Henry IV is in fact two plays, which together tell the story of Prince Hal, the prodigal son of Henry IV, who redeems himself during a civil war and is later crowned Henry V. There's a lot of material here, and director Tim Ocel has cut mightily from the Henry IV: Part One and Two (though particularly from Part Two), condensing them into a single three-hour spectacle.
The effect makes for a fun night out, as Ocel has retained many of the plays' best moments, recounting how Henry IV (an imperious Michael James Reed), goes to war against the Percy family (led by a fiery Hotspur in Charles Pasternak), who deny Henry's right to the crown and would rule in his stead. Henry admires young Hotspur for his nobility of spirit, comparing him favorably to his crapulous son Hal (a wily Jim Butz), who spends his days drinking and joking with the witty but dissolute Falstaff (a hilarious Tony DeBruno). Hal may be a drunkard, but he's not without a plan, claiming that his reformation will be all the more remarkable for the depths of his depravity. His deliverance finally comes in battle, when he saves his father's life and eventually slays Hotspur. But the victory is short lived: His father eventually succumbs to illness and Hal is crowned Henry V.
Performing against the backdrop of Scott C. Neale's multi-tiered set, the cast is at its best during moments of levity as Hal and Falstaff drink with their friend Poins (Andrew Michael Neiman) in Eastcheap. The battle scenes are marvelously choreographed as whole armies take to the stage, and Falstaff, a self-preservationist if ever there was one, plays dead on the battlefield before claiming to have slain Hotspur.

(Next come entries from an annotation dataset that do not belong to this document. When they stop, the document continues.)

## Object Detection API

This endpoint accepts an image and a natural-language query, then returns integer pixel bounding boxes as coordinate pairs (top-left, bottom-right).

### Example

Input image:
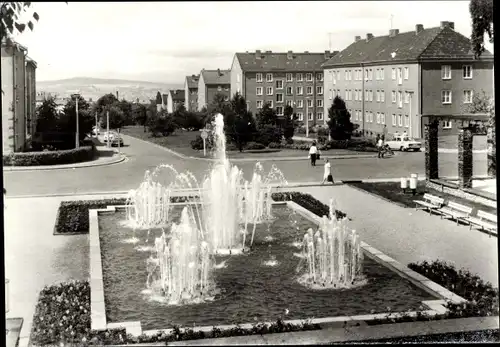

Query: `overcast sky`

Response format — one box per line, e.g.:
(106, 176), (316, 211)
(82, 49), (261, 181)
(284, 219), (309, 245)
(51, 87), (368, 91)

(16, 1), (491, 83)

The play's famous monologues are crisply given, as Henry wrestles with the burden of ruling ("uneasy lies the head that wears a crown"), and Falstaff ponders the futility of honor ("discretion is the better part of valor"). All of which is immeasurably helpful, clarifying the play's somewhat convoluted plot for an audience that's spread out across the glen and might be distracted by an impatient child, a plate of funnel cake, or, as Falstaff would have it, a glass of sack.